The graduation is universal regarding the assets of the insolvency and it is specific for the assets that are object of a security right (Article 140(1) and (2) CIRE).

X. The insolvency administrator must provide for conservation of insolvent’s rights and for continuity of the exploration of the enterprise, preventing, when possible, the deterioration of its economic situation (Article 55(1)(b) CIRE).

When the decision declaring the insolvency is res judicata, the insolvency administrator must sell all the assets included in insolvency; however, he is required to provide for the anticipated sale of the assets which may not be preserved because they are subject to deterioration or depreciation. The insolvency administrator shall notify the debtor, the commission of the creditors and the judge about this situation (Article 158 CIRE).

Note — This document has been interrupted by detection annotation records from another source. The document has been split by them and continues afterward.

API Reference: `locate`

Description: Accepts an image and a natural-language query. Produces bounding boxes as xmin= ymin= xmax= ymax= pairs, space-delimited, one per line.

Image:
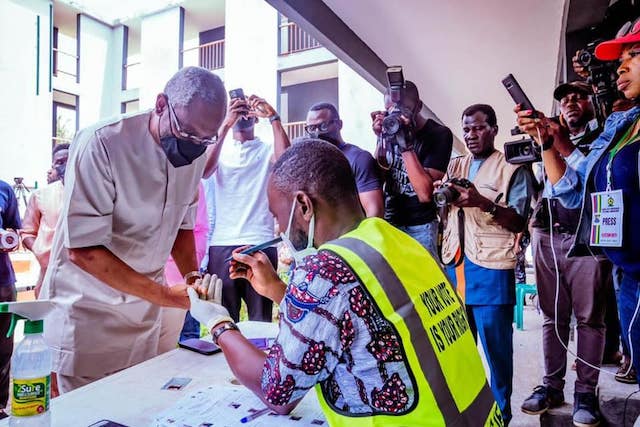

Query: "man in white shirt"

xmin=41 ymin=67 xmax=226 ymax=393
xmin=205 ymin=95 xmax=289 ymax=322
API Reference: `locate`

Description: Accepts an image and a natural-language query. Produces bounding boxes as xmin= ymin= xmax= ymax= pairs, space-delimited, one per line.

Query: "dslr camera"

xmin=578 ymin=39 xmax=619 ymax=123
xmin=382 ymin=66 xmax=413 ymax=148
xmin=433 ymin=178 xmax=473 ymax=208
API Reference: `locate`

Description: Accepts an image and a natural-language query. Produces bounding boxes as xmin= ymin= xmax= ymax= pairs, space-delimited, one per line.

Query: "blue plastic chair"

xmin=513 ymin=283 xmax=538 ymax=331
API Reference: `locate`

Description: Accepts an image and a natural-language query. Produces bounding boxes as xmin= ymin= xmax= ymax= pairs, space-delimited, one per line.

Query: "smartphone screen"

xmin=178 ymin=338 xmax=222 ymax=356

  • [1] For developments about insolvency in Portuguese law: Novo Direito da Insolvencia, Themis,special edition, 2005; C. Serra, O Regime Portugues da Insolvencia, 5th ed., Coimbra, 2012;L.M. Leitao, Direito da insolvencia, 5th ed., Coimbra, 2013.
  • [2] R.P. Duarte, “Efeitos da declaragao de insolvencia quanto a pessoa do devedor”, Themis, specialedition, 2005, p. 131 ff.
  • [3] The administration of the insolvency is also assigned to the debtor if the creditors so agree in theassembly where the report was examined, in the conditions laid down in Article 224(3) CIRE.
  • [4] J. Oliveira Ascensao, “Insolvencia: efeitos sobre os negocios em curso”, Themis, special edition, 2005, p. 105 ff.